Merbaba, cancanlar. Bölümünüz geldi, sıcak sıcak okuyun. Afiyet olsun.

*Multimedya= Behram ve Maiolaine.
Bölüm şarkısını multimedya olarak yükleyemedim, bir sorun çıktı. Ama buraya yazıyorum.
Bölüm şarkısı=Zakkum 'Gökyüzünde'

~keyifli okumalar~

Behram'dan

Uçaktan inip kalacağım otelin önüne geldiğimde şehrin gri havasını içime çektim.
İçeri girmeden etrafıma baktım, Fransa'nın ünlü oteli olmasada idare ederdi.

Etrafımda yürüyüp duran ve ben sürekli konuşsam boğazımın acımasına sebep olacak kadar gırtlaktan konuşan insanların arasından geçip otele girdim.

Bu Fransızların 'g' ve 'r' lerle sorunları neydi acaba?

Derin'den

Elimde ki onlarca askıya bir tane daha ekleyerek bana sürekli kıyafet uzatan arkadaşıma ofladım.

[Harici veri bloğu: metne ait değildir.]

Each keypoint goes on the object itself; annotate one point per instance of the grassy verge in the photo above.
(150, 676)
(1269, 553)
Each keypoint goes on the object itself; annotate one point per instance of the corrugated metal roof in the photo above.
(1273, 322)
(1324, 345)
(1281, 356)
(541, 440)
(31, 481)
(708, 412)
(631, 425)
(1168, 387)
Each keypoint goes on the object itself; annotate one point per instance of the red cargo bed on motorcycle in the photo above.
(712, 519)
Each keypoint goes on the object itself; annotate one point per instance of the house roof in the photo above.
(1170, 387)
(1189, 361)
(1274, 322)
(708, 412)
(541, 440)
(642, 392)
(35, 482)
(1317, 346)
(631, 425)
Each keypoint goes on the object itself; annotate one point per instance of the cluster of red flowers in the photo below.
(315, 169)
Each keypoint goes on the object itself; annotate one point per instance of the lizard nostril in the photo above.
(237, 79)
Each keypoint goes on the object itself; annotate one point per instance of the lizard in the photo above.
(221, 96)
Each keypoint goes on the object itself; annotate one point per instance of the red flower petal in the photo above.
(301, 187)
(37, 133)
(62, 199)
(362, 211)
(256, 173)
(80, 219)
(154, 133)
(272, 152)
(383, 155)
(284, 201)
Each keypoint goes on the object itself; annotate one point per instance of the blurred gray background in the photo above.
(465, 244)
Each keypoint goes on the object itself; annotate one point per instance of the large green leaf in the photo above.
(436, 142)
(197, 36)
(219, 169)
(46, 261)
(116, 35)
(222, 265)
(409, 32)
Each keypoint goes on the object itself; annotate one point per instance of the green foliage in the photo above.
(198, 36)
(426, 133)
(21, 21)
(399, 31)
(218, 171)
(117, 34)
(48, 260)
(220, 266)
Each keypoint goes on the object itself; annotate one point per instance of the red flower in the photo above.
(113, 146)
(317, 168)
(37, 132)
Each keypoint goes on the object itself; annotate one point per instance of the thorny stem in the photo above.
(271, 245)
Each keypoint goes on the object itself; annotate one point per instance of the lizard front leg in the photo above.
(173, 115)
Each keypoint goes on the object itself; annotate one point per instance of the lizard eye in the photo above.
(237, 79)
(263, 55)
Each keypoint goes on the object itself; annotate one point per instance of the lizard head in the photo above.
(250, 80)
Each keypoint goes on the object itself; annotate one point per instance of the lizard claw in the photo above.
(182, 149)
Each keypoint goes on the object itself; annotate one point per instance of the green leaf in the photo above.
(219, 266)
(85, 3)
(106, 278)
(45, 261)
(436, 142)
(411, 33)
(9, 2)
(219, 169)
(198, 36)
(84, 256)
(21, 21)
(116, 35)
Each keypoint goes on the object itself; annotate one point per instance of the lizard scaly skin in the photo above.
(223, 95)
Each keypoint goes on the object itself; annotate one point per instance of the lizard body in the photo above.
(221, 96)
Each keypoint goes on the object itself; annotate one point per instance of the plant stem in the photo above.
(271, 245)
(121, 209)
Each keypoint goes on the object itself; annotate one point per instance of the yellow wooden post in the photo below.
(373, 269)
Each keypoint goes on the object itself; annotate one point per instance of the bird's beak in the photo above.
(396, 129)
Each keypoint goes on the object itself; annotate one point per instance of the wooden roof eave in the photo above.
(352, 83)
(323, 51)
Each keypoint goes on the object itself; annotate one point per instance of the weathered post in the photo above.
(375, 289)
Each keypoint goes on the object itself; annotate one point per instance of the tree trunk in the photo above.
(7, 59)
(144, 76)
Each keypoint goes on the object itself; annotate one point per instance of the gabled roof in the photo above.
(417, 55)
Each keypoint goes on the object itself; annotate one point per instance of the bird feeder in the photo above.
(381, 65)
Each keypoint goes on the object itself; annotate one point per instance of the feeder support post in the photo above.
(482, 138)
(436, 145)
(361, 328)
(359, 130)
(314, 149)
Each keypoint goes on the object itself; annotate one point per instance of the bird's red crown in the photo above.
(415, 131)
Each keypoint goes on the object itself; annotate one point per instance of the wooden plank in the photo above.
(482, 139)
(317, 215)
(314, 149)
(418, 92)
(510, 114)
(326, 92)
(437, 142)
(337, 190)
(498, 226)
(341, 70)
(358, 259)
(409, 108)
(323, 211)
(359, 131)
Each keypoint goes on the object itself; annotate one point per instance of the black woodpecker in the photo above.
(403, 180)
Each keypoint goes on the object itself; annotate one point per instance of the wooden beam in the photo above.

"Bunları bi deneseydim Ebru." Beni hiç duymamış gibi konuşmaya başladı.

"Hayır anlamıyorum ki. Neden Aşkım evleniyor?"

Bunu ona ilk söylediğimde bayağı gülmüştü. Şaka yapmadığıma inandırmak için abime çok aşık olduğunu falan söylemiştim.

" Ebru, beni bi dinler misin? Taşıyamıyorum artık bunları." Elimde ki elbiseleri gösterdim. O ise hararetle yeni elbiseler bakarak neden yarın evlendiklerini soruyordu.

"Ebru! Allah aşkına bi dur artık." Yanyana dizilmiş elbiselerin arasından çekilerek bana döndü.

"Bana sakin olmamı söylemeye falan kalkma! Arkadaşımın evleneceğini öğrendim ben, farkında mısın?" Oflayarak nefes verdim.

" Hayır yani Derin, bir de Aşkım hamile falan deseydin tam olurdu! Zaten Aşkım'ın yüzünü gören cennetlik!"

" Öyle."

"Ne öyle? Cennetlik miyim?" Çok salaksın Ebru.

"Aşkım hamile. O yüzden evlenmek için bu kadar acele ediyorlar." Bana şizofren biriymişim gibi bakıyordu.

"Ebru?" Anlamaya çalışarak başını kaşıdı.

"Kim hamile?" Sanki çok gizli birşeymiş gibi fısıldayarak söylemişti.

"Aşkım."

"Gerçekten artık sizi anlamıyorum." Bana arkasını döndü ve giyinme kabinlerine doğru yürümeye başladı.

"Artık neye inanıp neye inanmayacağımı bilmiyorum." Bir kez bağırarak kızdıktan sonra 2 saat söylenmeye devam eden anneler gibiydi. Beni umursamıyor gibi davranıyordu ama konuşup duruyordu.

"Bunca zaman neden benim haberim olmadıysa!" Söylenmeye devam ederek kabinin içine beni iktirdi. Giyinmem için kapıyı çarparak kapattıktan sonra ben kilitleyemeden kapıyı araladı.

Başını aralanmış yerden uzatarak sordu.

"Kaç aylık hamile?" Dudağımı ısırdım. Keşke bütün bunları aynı günde öğrenmeseydi.

"9." Kapıyı hızla açtı. Kabine girip kapısını kilitledikten sonra bana döndü.

Bir kabinde ikimiz duruyorduk.

"Nasıl 9 aylık, doğması gerekmiyor mu?" Elimdeki kıyafetleri kabinin duvarına takılmış askıya astım.

"Doğacak zaten. Doktor 1 hafta kaldı demiş."